2.1 (a-c) Paired plots (light orange) and box plots (blue) of VEGF-A levels measured at blood taking centers, measuring centers and at the central laboratory (CL). Connecting lines illustrate the measured VEGF-A levels from identical aliquots of samples measured at the acquisition center, the measuring center and the central laboratory; 2.2 Impact of the anticoagulant (EDTA, PECT, CTAD) on measurement of VEGF-A, PF-4 and IGF-1 from plasma. VEGF-A levels measured from PECT (a) and CTAD (b) plasma are much lower than from EDTA plasma. Similar to VEGF-A, PF-4 values are higher in EDTA plasma than in PECT (c) or CTAD (d) plasma, indicating increased thrombolysis in EDTA samples compared to PECT or CTAD. IGF-1 levels are not affected by the choice of anticoagulant (e, f) indicating that the choice of coagulant is not a general confounder for all biomarkers. (g) VEGF-A levels obtained after spiking VEGF-A into PBS containing EDTA, PECT or CTAD yielded comparable results thus confirming that CTAD or PECT do not interfere with the VEGF ELISA assay. It was noted, however, that VEGF stored at -80°C for over one year yields lower recovery rates in all samples, irrespective of the anticagulant used; 2.3 Impact of the kind of centrifuge used for separating plasma from the cell pellet (equivalent settings were applied). VEGF-A (a) and PF-4 (b) levels were higher in some samples from the fixed angle rotor compared to the swing-out rotor. IGF-1 levels (c) were not affected by the type of centrifuge; 2.4 Comparison of measurements obtained with two methods: ELISA vs. multiplex bead array (Luminex). (a) box-plot analysis showing that absolute values differ between the two measurement methods; (b, c) scatter plot and Bland-Altmann plot, however, demonstrate a good correlation of relative measurement results from the two methods; (d, e) VEGF-A protein standards from both the ELISA kit and the Luminex kit were measured in both assays. In either assay, the VEGF-A standard provided with the Luminex kit resulted in higher signals for identical protein concentrations compared to the VEGF-A standard provided with the ELISA kit. This translates in lower measurements of patient sample VEGF-A levels when these are normalized to the Luminex VEGF-A standard as opposed to the ELISA standard (irrespective of the assay used).

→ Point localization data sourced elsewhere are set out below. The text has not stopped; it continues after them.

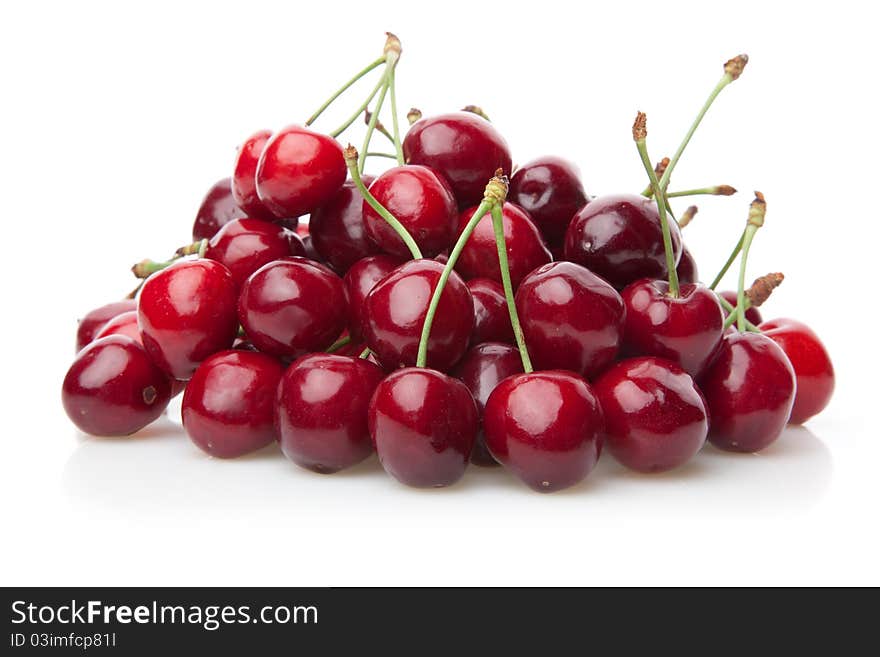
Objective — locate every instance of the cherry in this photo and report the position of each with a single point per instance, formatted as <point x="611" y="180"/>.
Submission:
<point x="463" y="147"/>
<point x="292" y="306"/>
<point x="750" y="391"/>
<point x="655" y="418"/>
<point x="481" y="370"/>
<point x="186" y="313"/>
<point x="619" y="238"/>
<point x="423" y="424"/>
<point x="113" y="388"/>
<point x="550" y="190"/>
<point x="491" y="318"/>
<point x="228" y="406"/>
<point x="811" y="362"/>
<point x="571" y="318"/>
<point x="421" y="201"/>
<point x="686" y="329"/>
<point x="525" y="246"/>
<point x="322" y="411"/>
<point x="95" y="319"/>
<point x="395" y="311"/>
<point x="299" y="170"/>
<point x="546" y="427"/>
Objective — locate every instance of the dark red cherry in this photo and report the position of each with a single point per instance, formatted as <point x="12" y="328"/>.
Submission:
<point x="395" y="310"/>
<point x="619" y="238"/>
<point x="186" y="313"/>
<point x="299" y="171"/>
<point x="113" y="388"/>
<point x="491" y="316"/>
<point x="292" y="306"/>
<point x="571" y="318"/>
<point x="545" y="427"/>
<point x="686" y="329"/>
<point x="228" y="406"/>
<point x="322" y="411"/>
<point x="421" y="201"/>
<point x="525" y="246"/>
<point x="423" y="424"/>
<point x="481" y="370"/>
<point x="95" y="319"/>
<point x="549" y="188"/>
<point x="463" y="147"/>
<point x="750" y="391"/>
<point x="655" y="418"/>
<point x="811" y="362"/>
<point x="218" y="209"/>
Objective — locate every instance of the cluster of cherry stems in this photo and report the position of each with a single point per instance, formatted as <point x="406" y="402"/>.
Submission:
<point x="553" y="323"/>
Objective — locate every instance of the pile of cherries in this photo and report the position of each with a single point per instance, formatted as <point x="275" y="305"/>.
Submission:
<point x="439" y="314"/>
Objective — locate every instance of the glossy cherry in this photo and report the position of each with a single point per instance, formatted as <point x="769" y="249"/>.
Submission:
<point x="423" y="424"/>
<point x="811" y="362"/>
<point x="750" y="390"/>
<point x="463" y="147"/>
<point x="549" y="188"/>
<point x="228" y="406"/>
<point x="545" y="427"/>
<point x="571" y="318"/>
<point x="292" y="306"/>
<point x="186" y="313"/>
<point x="421" y="201"/>
<point x="395" y="310"/>
<point x="619" y="238"/>
<point x="113" y="388"/>
<point x="322" y="411"/>
<point x="655" y="418"/>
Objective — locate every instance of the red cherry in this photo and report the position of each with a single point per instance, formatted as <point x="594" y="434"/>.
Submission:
<point x="750" y="391"/>
<point x="113" y="388"/>
<point x="811" y="362"/>
<point x="545" y="427"/>
<point x="395" y="310"/>
<point x="423" y="424"/>
<point x="550" y="190"/>
<point x="619" y="238"/>
<point x="186" y="313"/>
<point x="686" y="329"/>
<point x="655" y="418"/>
<point x="571" y="318"/>
<point x="322" y="411"/>
<point x="228" y="406"/>
<point x="463" y="147"/>
<point x="525" y="246"/>
<point x="421" y="201"/>
<point x="299" y="170"/>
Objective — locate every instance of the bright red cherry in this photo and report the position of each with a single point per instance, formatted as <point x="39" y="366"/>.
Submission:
<point x="549" y="188"/>
<point x="186" y="313"/>
<point x="424" y="425"/>
<point x="571" y="318"/>
<point x="811" y="362"/>
<point x="228" y="406"/>
<point x="322" y="411"/>
<point x="655" y="418"/>
<point x="686" y="329"/>
<point x="395" y="310"/>
<point x="463" y="147"/>
<point x="113" y="388"/>
<point x="750" y="391"/>
<point x="619" y="238"/>
<point x="421" y="201"/>
<point x="299" y="170"/>
<point x="545" y="427"/>
<point x="525" y="246"/>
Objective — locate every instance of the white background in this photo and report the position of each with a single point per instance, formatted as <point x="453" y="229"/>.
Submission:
<point x="114" y="120"/>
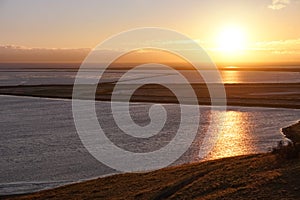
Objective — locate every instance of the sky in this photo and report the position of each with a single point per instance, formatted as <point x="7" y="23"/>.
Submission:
<point x="66" y="30"/>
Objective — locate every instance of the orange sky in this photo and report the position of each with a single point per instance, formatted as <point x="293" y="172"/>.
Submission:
<point x="65" y="31"/>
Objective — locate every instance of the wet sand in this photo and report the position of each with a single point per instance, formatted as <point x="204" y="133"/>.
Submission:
<point x="257" y="94"/>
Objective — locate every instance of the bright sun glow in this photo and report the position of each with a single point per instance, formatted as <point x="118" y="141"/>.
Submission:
<point x="231" y="39"/>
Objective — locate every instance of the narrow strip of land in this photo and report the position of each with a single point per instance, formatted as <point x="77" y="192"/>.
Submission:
<point x="262" y="95"/>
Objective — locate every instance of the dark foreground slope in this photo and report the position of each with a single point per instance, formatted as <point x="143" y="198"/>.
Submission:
<point x="259" y="176"/>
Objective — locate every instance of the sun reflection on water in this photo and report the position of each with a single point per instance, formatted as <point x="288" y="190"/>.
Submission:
<point x="231" y="76"/>
<point x="235" y="138"/>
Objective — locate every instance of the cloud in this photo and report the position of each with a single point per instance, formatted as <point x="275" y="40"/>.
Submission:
<point x="279" y="46"/>
<point x="14" y="53"/>
<point x="279" y="4"/>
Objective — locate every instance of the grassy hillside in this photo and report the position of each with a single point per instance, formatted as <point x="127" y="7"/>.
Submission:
<point x="245" y="177"/>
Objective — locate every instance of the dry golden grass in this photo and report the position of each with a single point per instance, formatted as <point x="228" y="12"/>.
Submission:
<point x="261" y="176"/>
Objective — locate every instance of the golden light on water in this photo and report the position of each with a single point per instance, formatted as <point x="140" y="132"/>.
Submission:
<point x="235" y="138"/>
<point x="231" y="76"/>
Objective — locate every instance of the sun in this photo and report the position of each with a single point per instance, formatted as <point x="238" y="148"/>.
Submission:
<point x="231" y="39"/>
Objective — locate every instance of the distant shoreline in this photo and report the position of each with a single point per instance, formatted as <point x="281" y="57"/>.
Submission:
<point x="276" y="95"/>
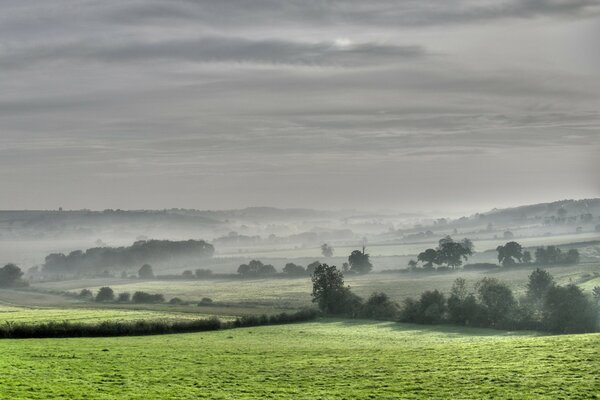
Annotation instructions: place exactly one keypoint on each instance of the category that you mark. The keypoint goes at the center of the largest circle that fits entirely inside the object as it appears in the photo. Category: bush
(124, 297)
(429, 309)
(480, 267)
(105, 294)
(379, 306)
(143, 297)
(205, 301)
(145, 272)
(10, 275)
(567, 310)
(203, 273)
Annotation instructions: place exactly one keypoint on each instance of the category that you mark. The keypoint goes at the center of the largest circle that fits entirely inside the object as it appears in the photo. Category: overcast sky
(411, 105)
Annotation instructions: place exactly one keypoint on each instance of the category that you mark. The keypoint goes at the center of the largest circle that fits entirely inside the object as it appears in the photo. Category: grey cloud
(218, 49)
(354, 12)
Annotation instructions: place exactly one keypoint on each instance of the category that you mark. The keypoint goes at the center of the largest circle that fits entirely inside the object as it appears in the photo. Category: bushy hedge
(139, 328)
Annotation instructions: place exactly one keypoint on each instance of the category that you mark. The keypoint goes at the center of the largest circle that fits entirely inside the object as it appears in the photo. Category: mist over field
(332, 199)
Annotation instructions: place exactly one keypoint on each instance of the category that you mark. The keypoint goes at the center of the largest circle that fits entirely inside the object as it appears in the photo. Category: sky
(408, 105)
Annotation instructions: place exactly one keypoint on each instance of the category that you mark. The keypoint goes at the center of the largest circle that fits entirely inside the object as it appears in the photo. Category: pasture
(28, 315)
(291, 293)
(326, 359)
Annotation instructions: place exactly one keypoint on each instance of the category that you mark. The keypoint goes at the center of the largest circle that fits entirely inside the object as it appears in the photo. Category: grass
(329, 359)
(293, 293)
(25, 315)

Anticoagulants: EDTA, PECT and CTAD

VEGF-A in the systemic circulation is stored in thrombocytes to a great extent [33]. Thrombolysis therefore represents a potent confounder for measurement of free VEGF-A plasma levels and must consequently be avoided by using appropriate anticoagulants. EDTA is the most widely used anticoagulant in clinical routine, but both PECT and CTAD anticoagulants have been suggested as alternatives with potential superior effects in preventing thrombocyte activation [30-32]. For both PECT and CTAD, lower amounts of free VEGF-A were measured compared to EDTA plasma in samples from the same participants taken at the same time point using the same method (Fig 2.2a and 2.2b). This may in part be explained by higher thrombocyte activation in EDTA samples compared to CTAD or PECT samples as reflected by higher readings for PF-4, a factor usually stored in thrombocytes and released upon thrombocyte activation (Fig 2.2c and 2.2d). When put into relation to values of VEGF-A levels obtained with EDTA, VEGF-A levels obtained with CTAD were lower than those obtained with PECT, indicating that unwanted release of VEGF-A by thrombocytes may even be lower when CTAD is used compared to PECT. There is no general effect of the anticoagulant on protein biomarkers because IGF-1 determination was not affected by the choice of anticoagulant (Fig 2.2e and 2.2f).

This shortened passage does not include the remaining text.